Karabarbounis and Neiman’s hypothesis makes sense when accounting for the decline in the labor share. But if that share were going down because firms were buying more capital equipment such as computers, then investment would be increasing as a share of the economy. But it’s not. We know that the price of investment goods is declining, so it looks like firms are just keeping the savings from the decline in the prices instead of investing more. That would explain the increasing profit share as well.
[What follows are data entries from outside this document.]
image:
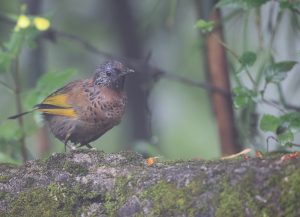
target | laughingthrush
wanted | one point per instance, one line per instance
(83, 110)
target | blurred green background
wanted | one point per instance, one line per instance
(182, 123)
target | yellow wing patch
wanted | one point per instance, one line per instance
(68, 112)
(57, 100)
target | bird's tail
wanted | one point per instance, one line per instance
(21, 114)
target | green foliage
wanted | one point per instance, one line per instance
(269, 123)
(243, 97)
(248, 59)
(205, 26)
(284, 127)
(277, 72)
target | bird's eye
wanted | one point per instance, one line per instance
(108, 73)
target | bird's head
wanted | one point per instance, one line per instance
(111, 74)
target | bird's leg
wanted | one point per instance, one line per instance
(89, 146)
(71, 147)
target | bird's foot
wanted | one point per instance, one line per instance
(70, 146)
(90, 147)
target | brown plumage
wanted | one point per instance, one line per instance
(84, 110)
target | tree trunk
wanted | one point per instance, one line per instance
(218, 76)
(132, 48)
(36, 63)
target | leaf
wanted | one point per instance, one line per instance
(269, 123)
(286, 138)
(246, 4)
(278, 71)
(248, 59)
(205, 26)
(242, 97)
(293, 120)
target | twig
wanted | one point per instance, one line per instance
(200, 84)
(7, 86)
(16, 78)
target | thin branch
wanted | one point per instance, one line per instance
(7, 86)
(16, 78)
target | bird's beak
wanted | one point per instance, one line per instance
(127, 71)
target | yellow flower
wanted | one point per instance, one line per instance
(22, 23)
(41, 23)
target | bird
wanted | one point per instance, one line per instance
(83, 110)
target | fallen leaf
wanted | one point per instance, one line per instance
(151, 161)
(290, 156)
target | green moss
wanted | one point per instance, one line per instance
(114, 200)
(53, 200)
(4, 178)
(235, 200)
(166, 199)
(75, 168)
(290, 194)
(230, 203)
(169, 200)
(3, 195)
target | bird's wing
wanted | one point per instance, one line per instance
(58, 103)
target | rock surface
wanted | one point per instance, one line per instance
(92, 183)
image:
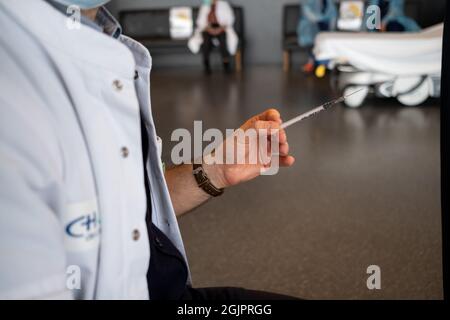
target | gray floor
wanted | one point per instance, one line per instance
(365, 190)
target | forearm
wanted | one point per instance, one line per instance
(184, 191)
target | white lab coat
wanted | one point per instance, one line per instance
(225, 17)
(70, 198)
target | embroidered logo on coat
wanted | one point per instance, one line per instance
(82, 226)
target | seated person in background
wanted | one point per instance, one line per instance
(315, 16)
(393, 18)
(215, 26)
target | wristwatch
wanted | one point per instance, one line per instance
(203, 181)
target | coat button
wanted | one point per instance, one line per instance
(125, 152)
(136, 234)
(158, 242)
(118, 85)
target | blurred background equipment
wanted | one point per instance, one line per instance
(181, 23)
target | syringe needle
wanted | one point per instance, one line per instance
(319, 109)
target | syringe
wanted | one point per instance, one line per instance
(319, 109)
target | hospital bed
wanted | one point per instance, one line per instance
(405, 66)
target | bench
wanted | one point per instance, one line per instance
(422, 11)
(151, 27)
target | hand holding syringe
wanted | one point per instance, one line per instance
(314, 111)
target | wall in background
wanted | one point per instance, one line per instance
(263, 26)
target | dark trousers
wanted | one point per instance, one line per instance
(208, 46)
(230, 294)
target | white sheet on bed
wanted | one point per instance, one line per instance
(392, 53)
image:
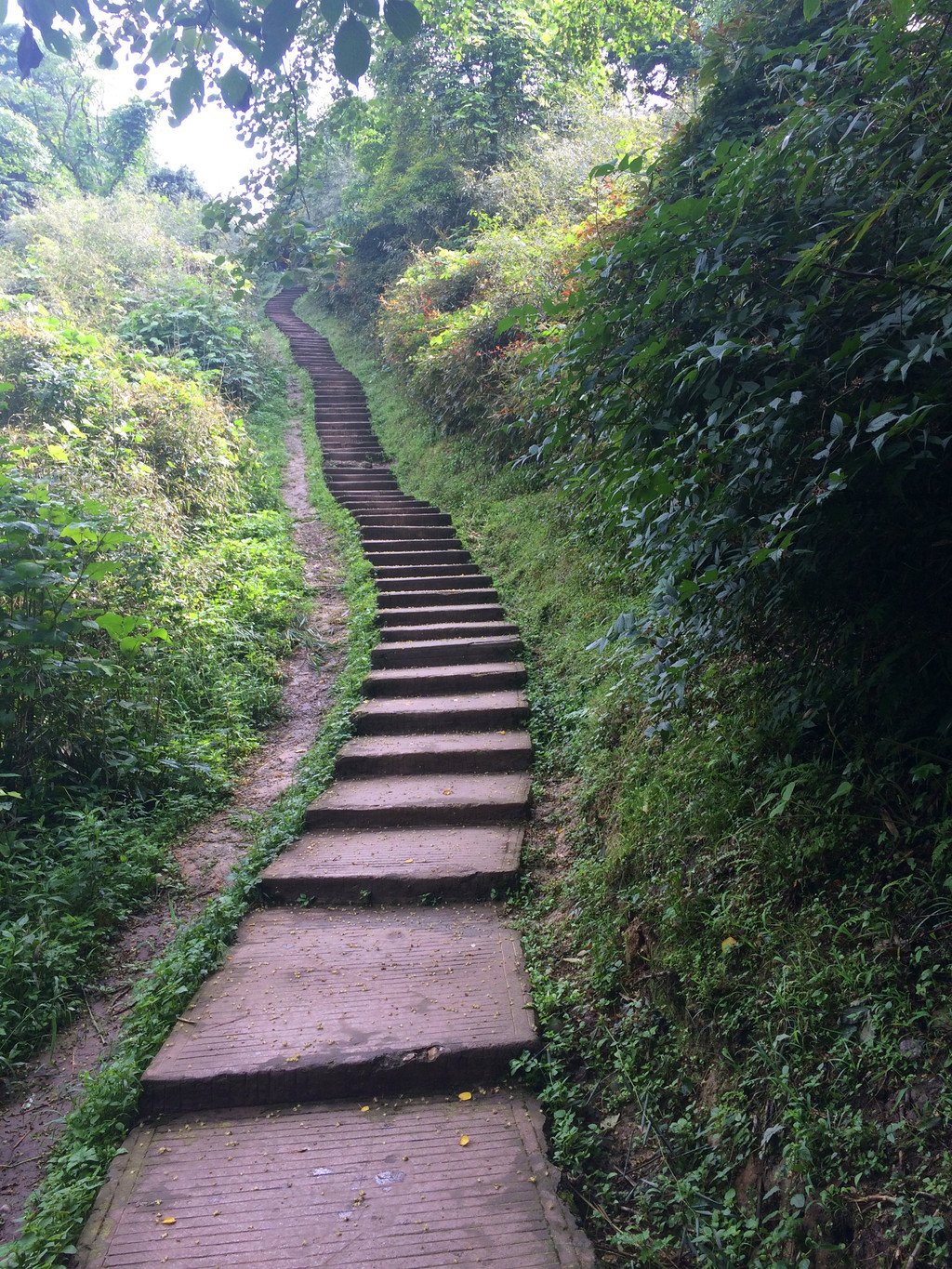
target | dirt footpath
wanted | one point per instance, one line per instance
(32, 1106)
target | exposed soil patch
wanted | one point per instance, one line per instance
(34, 1104)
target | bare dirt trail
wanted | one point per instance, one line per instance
(33, 1105)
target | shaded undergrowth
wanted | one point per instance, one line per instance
(740, 959)
(96, 1129)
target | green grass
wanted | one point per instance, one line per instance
(740, 960)
(94, 1130)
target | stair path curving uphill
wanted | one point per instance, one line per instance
(306, 1109)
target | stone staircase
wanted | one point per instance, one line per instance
(332, 1095)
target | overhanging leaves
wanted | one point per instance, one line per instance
(403, 18)
(351, 49)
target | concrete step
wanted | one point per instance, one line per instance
(347, 1185)
(416, 557)
(388, 573)
(412, 716)
(412, 518)
(443, 631)
(442, 613)
(381, 802)
(457, 753)
(433, 598)
(445, 651)
(441, 681)
(395, 866)
(426, 580)
(413, 533)
(315, 1003)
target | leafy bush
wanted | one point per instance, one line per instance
(751, 397)
(193, 323)
(440, 322)
(148, 587)
(93, 259)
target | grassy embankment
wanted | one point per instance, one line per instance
(96, 1129)
(739, 963)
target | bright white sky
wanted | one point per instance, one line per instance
(205, 142)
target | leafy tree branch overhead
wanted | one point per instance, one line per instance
(198, 41)
(245, 52)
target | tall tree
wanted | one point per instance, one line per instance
(94, 148)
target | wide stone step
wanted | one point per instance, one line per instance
(444, 613)
(384, 866)
(445, 651)
(416, 557)
(375, 533)
(393, 573)
(435, 681)
(461, 753)
(348, 1185)
(438, 631)
(409, 800)
(315, 1003)
(377, 519)
(426, 580)
(478, 711)
(426, 598)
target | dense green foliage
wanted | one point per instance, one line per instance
(742, 966)
(94, 1130)
(732, 411)
(56, 134)
(148, 589)
(756, 367)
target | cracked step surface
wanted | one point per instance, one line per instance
(379, 1184)
(386, 800)
(483, 711)
(462, 753)
(396, 865)
(313, 1004)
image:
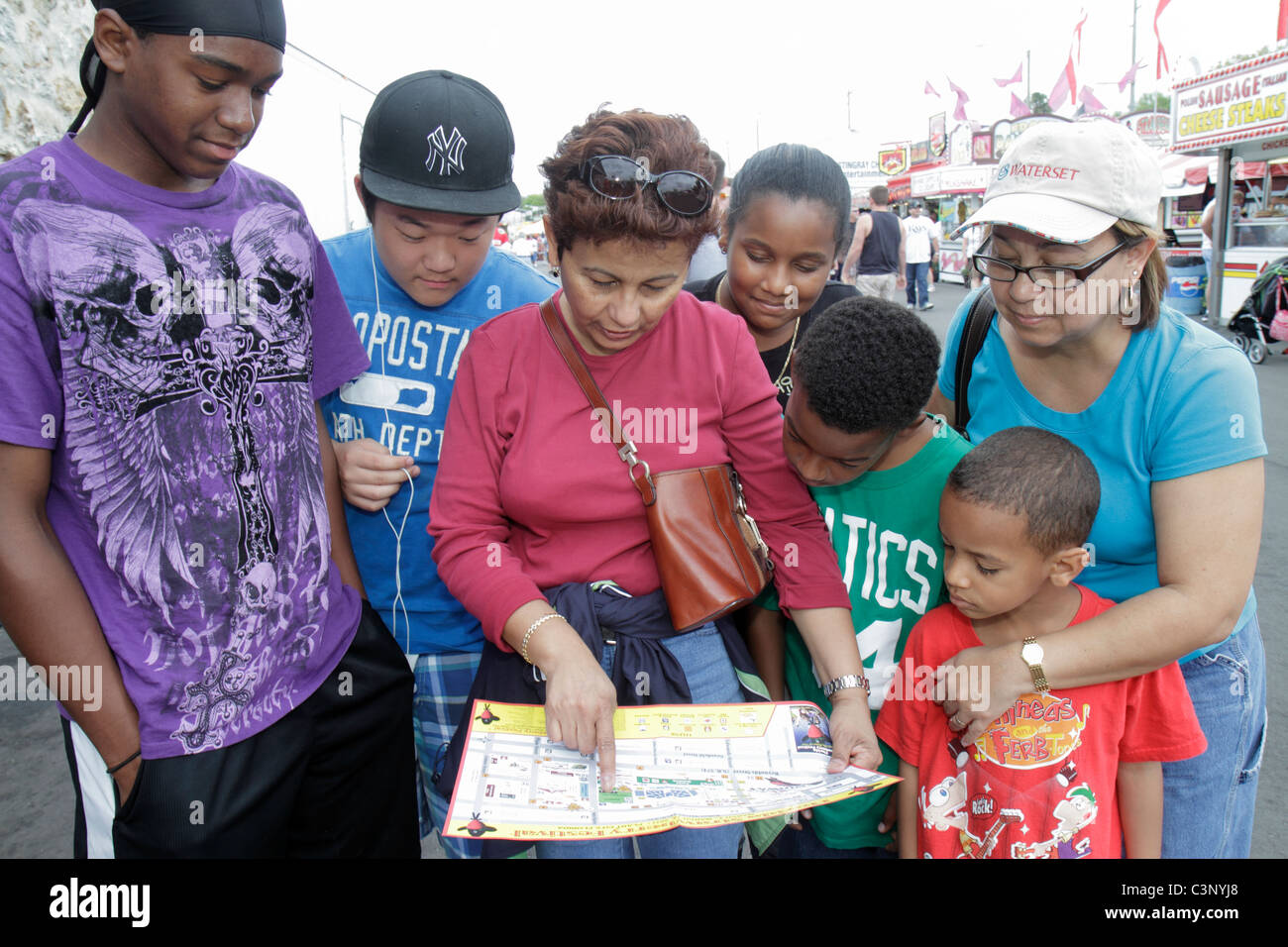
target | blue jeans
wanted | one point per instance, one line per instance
(1209, 801)
(917, 291)
(711, 681)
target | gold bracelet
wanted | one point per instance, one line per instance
(533, 626)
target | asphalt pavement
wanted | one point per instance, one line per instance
(37, 800)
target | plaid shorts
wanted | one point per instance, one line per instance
(442, 684)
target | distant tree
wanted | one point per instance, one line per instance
(1154, 102)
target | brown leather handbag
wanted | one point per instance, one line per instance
(708, 552)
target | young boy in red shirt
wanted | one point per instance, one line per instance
(1069, 775)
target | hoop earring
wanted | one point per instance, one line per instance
(1128, 302)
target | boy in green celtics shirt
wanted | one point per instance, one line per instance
(857, 433)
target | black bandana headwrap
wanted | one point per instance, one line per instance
(254, 20)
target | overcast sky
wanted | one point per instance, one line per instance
(746, 72)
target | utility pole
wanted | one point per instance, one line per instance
(1134, 5)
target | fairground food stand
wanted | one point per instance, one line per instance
(954, 192)
(1240, 115)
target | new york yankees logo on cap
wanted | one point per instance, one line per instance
(446, 151)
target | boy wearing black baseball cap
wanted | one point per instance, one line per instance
(436, 175)
(172, 523)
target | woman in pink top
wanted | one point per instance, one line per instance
(532, 496)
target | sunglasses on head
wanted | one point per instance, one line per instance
(617, 176)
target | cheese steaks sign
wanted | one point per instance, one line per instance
(893, 159)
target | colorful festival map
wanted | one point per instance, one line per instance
(694, 766)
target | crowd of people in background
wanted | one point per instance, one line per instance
(385, 463)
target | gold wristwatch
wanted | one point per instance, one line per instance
(1031, 655)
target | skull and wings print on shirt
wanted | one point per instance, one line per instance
(189, 441)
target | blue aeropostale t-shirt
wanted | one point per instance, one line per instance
(1181, 401)
(402, 402)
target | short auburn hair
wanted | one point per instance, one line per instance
(670, 144)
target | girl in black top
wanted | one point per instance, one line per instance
(782, 232)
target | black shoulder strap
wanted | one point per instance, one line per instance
(979, 320)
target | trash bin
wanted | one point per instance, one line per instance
(1186, 283)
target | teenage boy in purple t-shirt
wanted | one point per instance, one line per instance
(170, 505)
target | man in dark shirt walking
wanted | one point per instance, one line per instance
(876, 261)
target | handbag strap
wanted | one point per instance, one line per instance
(625, 446)
(979, 320)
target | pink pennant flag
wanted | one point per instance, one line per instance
(1017, 77)
(1090, 102)
(962, 98)
(1160, 65)
(1064, 85)
(1131, 73)
(1077, 33)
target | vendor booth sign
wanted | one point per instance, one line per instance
(1232, 105)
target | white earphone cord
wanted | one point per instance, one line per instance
(411, 497)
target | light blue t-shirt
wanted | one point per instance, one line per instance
(1181, 401)
(415, 352)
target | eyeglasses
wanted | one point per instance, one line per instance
(617, 176)
(1059, 277)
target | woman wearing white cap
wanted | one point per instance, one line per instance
(1168, 412)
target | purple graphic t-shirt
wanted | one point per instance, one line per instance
(168, 348)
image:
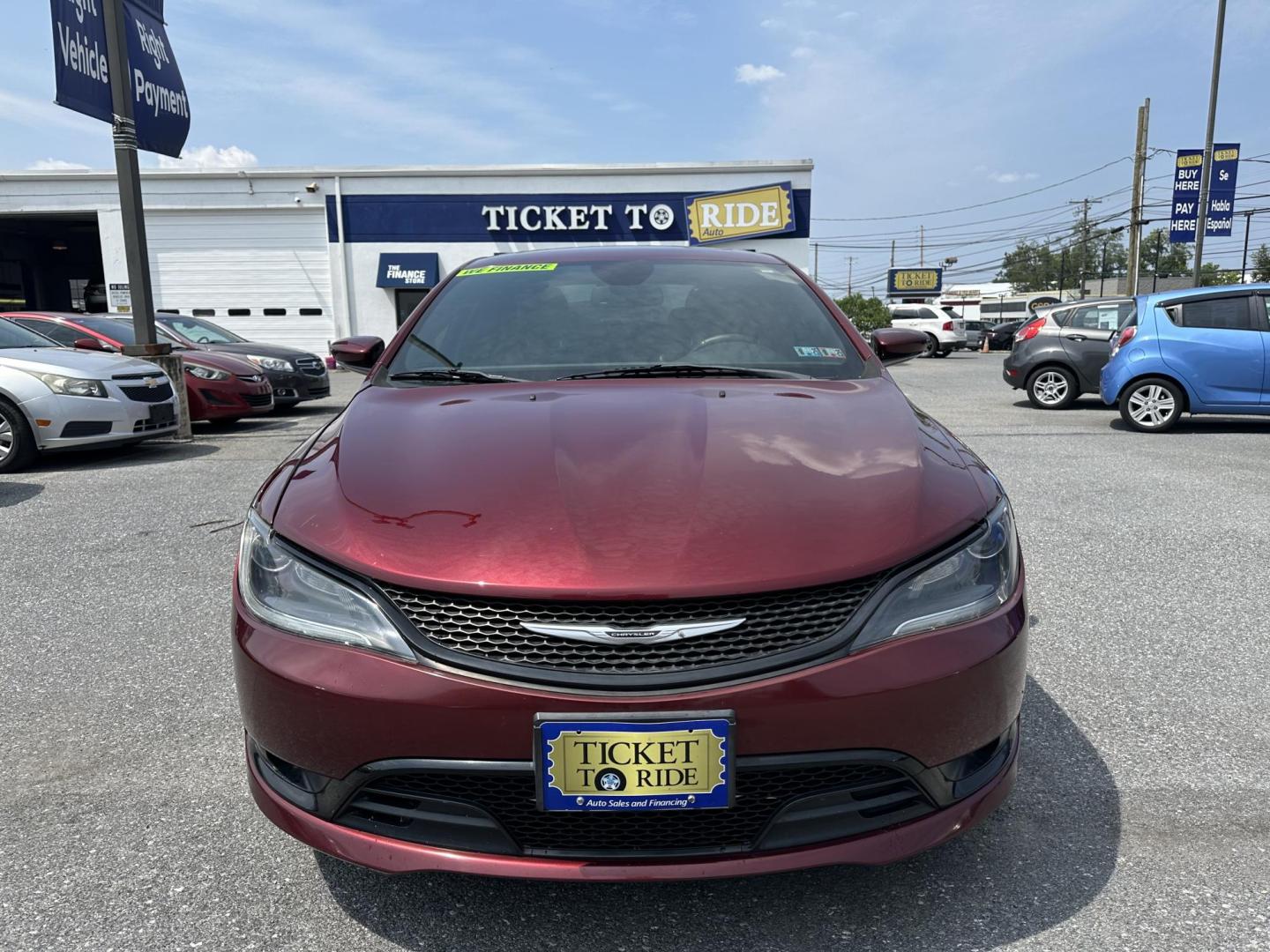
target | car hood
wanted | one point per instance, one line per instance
(666, 487)
(228, 363)
(90, 365)
(286, 353)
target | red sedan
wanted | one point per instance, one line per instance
(629, 564)
(220, 387)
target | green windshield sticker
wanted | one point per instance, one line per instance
(505, 270)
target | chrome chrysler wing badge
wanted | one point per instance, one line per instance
(652, 635)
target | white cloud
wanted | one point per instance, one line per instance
(210, 158)
(1010, 178)
(56, 165)
(750, 74)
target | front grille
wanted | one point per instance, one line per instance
(149, 395)
(884, 796)
(489, 628)
(86, 428)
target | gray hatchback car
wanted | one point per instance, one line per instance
(1059, 354)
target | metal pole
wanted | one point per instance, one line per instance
(1206, 175)
(1247, 227)
(131, 211)
(130, 182)
(1139, 178)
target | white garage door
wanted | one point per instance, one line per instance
(265, 274)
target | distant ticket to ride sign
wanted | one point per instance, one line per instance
(915, 280)
(634, 764)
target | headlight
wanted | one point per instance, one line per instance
(271, 363)
(973, 582)
(71, 386)
(206, 372)
(294, 596)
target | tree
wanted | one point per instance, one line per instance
(1174, 260)
(1086, 253)
(866, 312)
(1261, 264)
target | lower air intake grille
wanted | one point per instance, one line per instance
(878, 796)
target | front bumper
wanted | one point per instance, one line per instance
(335, 715)
(77, 423)
(296, 386)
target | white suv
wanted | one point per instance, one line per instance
(944, 331)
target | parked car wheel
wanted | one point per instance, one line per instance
(1052, 389)
(1152, 405)
(17, 442)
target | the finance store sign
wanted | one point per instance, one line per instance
(776, 210)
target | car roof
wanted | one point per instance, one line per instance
(626, 253)
(1183, 294)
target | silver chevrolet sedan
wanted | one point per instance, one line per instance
(55, 398)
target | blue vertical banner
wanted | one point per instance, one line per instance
(159, 103)
(1221, 192)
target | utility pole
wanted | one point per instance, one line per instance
(1139, 178)
(1247, 227)
(129, 175)
(1206, 175)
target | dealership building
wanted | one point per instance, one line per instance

While the mechanics of how the labor share decreased are different, Research by Thomas Piketty of the Paris School of Economics also depends upon the elasticity of substitution between capital and labor to be greater than 1 to show that the labor share of income is declining, but he posits different reasons for this happening. His mechanism is that the rich increasingly save their income and the resulting deepening in capital results in a declining labor share. In his research with Gabriel Zucman of the London School of Economics, Piketty finds an elasticity greater than 1, but like Karabarbounis and Neiman, this result comes from looking at macroeconomic aggregates.

When the elasticity is estimated at a micro level, however, it looks like the elasticity is lower than 1, meaning that switching capital investments for human labor is not as productive. Ezra Oberfield of Princeton University and Devesh Raval of the Federal Trade Commission looked at how individual firms substitute between labor and capital and built that up to an aggregate elasticity that is less than 1. Yet they also found that the labor share has declined.

What could explain a declining labor share with an elasticity lower than 1? A look at the assets of corporations reveals a potential answer. Economist Robin Hanson at George Mason University reports on data that shows that 5/6ths of market valuation of the S&P 500 companies are now “intangible assets” such as patents and trademarks, intellectual property and, importantly in this case, brand names and business methodologies.

To understand this concept, imagine that you want to replicate a company. Let’s say it’s Facebook. You go out and buy all the assets of the company: servers, real estate, and the firm’s employees. But Facebook’s large amount of “intangible assets” means that if you purchase all these physical assets you’d only have a firm that was less than the original firm. The original Facebook obviously has something intangible that can’t be replicated. For the S&P 500 overall, the replicated firm would only be worth 1/6 of the original firm.

Hanson runs through potential explanations for why these intangibles have increased in importance. They include patents, branding, and monopoly power. His colleague at George Mason University, Tyler Cowen, does warn that part of this increase in intangible assets could be from measurement error, but still it seems that any one of these reasons would mesh with the three theoretical explanations above about why capital investments are low yet the labor share of income is still declining (with an elasticity below 1).

Especially when it comes to monopoly power, increased profits and stagnant investments are the sign of monopolies. In his widely read research on the labor share, Massachusetts Institute of Technology PhD. student Matt Rognlie points to a potential increase in market power among companies.

If market power is a significant reason for the increase in intangibles, then this means economists need to focus on understanding how market power and monopolies work in the modern age. Can we do anything about the natural monopolies that arise from social networks companies? Would we want to? Those and many more questions would have to be dealt with.